For example, let's calculate sin(pi/4):

x = np.pi*0.25
for n in range(8191, 8195):
    xx = np.repeat(x, n)
    %timeit np.sin(xx)
    print(n, np.sin(xx)[0])
64.7 µs ± 194 ns per loop (mean ± std. dev. of 7 runs, 10000 loops each)
8191 0.7071067811865476
64.6 µs ± 166 ns per loop (mean ± std. dev. of 7 runs, 10000 loops each)
8192 0.7071067811865476
20.1 µs ± 189 ns per loop (mean ± std. dev. of 7 runs, 100000 loops each)
8193 0.7071067811865475
21.8 µs ± 13.4 ns per loop (mean ± std. dev. of 7 runs, 10000 loops each)
8194 0.7071067811865475

After crossing the 8192 elements limit the calculations become more than 3 times faster and give a different result: the last digit becomes 5 instead of 6.

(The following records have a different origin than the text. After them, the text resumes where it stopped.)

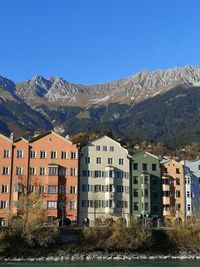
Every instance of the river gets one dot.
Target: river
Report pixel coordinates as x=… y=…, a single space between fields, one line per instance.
x=175 y=263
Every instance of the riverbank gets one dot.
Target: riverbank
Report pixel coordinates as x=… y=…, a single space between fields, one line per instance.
x=101 y=256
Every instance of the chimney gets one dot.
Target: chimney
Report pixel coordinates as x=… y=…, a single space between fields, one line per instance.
x=37 y=133
x=67 y=137
x=12 y=136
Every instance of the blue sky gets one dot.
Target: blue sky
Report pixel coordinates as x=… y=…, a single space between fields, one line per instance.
x=93 y=41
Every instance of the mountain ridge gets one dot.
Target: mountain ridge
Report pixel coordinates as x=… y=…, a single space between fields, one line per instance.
x=118 y=105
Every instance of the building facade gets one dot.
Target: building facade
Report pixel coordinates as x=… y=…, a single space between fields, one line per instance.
x=173 y=188
x=47 y=165
x=146 y=186
x=104 y=181
x=192 y=201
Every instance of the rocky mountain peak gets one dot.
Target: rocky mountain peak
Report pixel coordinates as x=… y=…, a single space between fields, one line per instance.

When I tried to calculate the same value in other ways I obtained:

  • C++ std::sin (Visual Studio 2017, Win32 platform) gives 0.7071067811865475;
  • C++ std::sin (Visual Studio 2017, x64 platform) gives 0.70710678118654756;
  • math.sin gives 0.7071067811865476, which is logical because I used 64-bit Python.

I couldn't find any explanation in the NumPy documentation, nor in its code.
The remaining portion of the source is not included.